December 04, 2018 12:17
Korean workers down tools more often than their counterparts in any other major economy as labor relations are chronically bad.
According to a report by the Korea Labor Institute on Monday, strikes in Korea cost businesses 2.03 million lost workdays in 2016. The number was derived by multiplying the number of striking workers by the number of days they downed tools.
That means an average of 5,600 workers went on strike every day. The KLI compared the figures to International Labor Organization data and found that Korea suffered the largest number of lost workdays among the world's nine major economies.
In Japan, only 3,000 workdays were lost in 2016, which is just 0.14 percent of Korea's.
There were 120 labor strikes in Korea in 2016 compared to 259 in Australia and 641 in Spain. But the lost number of workdays was much larger here due to the length of the strikes.
In 2016, the number of lost workdays increased almost five times compared to 447,000 days in 2015, due to 20 strikes by workers at Hyundai and affiliate Kia, while unionized rail workers downed tools for 74 days.

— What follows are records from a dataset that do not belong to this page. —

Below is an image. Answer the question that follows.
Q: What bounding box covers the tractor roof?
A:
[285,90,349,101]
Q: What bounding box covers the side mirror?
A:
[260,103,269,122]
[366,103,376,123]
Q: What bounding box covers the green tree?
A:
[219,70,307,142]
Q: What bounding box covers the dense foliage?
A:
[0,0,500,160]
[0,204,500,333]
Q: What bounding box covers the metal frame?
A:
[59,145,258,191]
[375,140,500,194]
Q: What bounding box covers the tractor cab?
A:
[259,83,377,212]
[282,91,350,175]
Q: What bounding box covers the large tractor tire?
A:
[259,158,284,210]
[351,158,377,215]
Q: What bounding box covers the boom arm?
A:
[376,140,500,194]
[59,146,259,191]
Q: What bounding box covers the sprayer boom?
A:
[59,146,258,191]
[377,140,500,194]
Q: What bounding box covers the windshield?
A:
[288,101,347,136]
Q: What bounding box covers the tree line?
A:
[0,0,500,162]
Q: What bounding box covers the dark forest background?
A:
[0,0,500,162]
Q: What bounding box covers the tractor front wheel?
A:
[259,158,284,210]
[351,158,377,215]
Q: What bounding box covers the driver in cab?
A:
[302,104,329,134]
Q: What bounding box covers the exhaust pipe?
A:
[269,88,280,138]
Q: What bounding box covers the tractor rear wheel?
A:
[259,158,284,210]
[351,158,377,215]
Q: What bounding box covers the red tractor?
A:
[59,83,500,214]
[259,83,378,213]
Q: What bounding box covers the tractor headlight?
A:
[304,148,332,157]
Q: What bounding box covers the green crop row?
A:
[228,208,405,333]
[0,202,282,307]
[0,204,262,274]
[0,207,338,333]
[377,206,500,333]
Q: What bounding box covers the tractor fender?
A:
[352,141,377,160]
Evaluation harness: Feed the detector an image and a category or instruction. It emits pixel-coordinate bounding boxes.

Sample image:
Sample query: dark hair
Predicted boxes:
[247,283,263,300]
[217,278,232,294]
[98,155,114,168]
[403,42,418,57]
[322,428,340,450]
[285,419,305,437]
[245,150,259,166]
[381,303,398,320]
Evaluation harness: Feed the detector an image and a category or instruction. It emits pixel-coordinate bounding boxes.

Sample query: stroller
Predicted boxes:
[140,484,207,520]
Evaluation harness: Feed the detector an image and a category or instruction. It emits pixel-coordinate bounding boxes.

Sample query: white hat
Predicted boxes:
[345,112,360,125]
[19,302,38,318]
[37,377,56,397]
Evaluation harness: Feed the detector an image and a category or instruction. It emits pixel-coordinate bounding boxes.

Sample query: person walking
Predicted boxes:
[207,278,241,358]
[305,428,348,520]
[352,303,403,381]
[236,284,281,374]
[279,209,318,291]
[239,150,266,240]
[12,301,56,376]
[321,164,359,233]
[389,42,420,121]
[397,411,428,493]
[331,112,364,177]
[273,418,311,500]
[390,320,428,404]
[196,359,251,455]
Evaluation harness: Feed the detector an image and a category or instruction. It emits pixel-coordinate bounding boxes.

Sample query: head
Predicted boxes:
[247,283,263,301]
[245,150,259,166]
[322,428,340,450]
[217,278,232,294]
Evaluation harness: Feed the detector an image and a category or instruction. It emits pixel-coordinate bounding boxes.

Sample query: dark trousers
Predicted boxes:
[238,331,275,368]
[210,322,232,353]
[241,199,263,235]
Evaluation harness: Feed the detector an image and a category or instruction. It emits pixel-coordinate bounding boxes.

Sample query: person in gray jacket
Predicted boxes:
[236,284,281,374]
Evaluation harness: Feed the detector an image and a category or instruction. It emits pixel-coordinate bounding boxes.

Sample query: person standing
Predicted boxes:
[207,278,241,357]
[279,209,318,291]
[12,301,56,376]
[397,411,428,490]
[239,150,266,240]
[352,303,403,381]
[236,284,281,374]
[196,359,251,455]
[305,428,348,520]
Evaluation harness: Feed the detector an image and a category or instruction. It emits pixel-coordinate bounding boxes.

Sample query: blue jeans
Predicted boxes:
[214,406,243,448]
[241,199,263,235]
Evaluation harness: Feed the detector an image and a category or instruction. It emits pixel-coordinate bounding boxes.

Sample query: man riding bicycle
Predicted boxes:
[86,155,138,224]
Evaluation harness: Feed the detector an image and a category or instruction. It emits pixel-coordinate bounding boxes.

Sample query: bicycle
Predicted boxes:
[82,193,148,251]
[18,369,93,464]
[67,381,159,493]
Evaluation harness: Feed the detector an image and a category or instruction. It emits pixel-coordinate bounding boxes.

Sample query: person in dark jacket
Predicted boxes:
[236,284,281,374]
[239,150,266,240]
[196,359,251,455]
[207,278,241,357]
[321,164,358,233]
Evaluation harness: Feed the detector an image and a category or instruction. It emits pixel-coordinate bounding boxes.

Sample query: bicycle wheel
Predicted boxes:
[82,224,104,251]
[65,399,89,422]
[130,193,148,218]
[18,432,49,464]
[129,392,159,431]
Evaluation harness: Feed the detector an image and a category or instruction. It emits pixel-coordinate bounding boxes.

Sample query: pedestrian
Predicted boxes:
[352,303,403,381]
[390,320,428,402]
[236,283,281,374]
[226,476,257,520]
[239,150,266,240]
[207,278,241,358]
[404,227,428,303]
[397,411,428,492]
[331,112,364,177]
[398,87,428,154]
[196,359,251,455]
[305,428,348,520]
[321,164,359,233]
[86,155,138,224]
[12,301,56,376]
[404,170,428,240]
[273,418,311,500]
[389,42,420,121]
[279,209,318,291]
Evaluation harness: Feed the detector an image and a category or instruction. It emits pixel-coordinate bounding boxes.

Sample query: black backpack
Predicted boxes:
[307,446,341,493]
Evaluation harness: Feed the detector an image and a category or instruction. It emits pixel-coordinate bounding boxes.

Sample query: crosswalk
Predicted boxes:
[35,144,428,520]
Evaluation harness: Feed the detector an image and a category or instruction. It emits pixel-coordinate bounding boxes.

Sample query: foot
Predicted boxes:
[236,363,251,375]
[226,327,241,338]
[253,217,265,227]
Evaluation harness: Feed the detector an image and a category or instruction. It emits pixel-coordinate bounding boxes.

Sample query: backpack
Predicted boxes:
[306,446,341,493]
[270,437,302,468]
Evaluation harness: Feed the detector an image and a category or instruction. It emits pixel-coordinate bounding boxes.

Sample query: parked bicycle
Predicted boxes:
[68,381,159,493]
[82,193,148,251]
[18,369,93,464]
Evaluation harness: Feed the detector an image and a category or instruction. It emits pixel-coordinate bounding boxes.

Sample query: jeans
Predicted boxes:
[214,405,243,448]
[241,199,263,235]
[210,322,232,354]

But labor-dispute negotiation rules differ from country to country posing limits to simple comparisons. For instance, downing tools for more than eight hours is considered a strike in Korea, but in Finland it is anything over an hour. In Australia, the number of lost workdays must total at least 10 in order to be considered a strike.
Nevertheless, a World Economic Forum survey placed Korea at 124th among 140 countries when it comes to labor-management relations.
Chung Seung-kook at Joongang Sangha University said, "Korea's labor movement has traditionally focused on a very combative stance in order to obtain higher wages."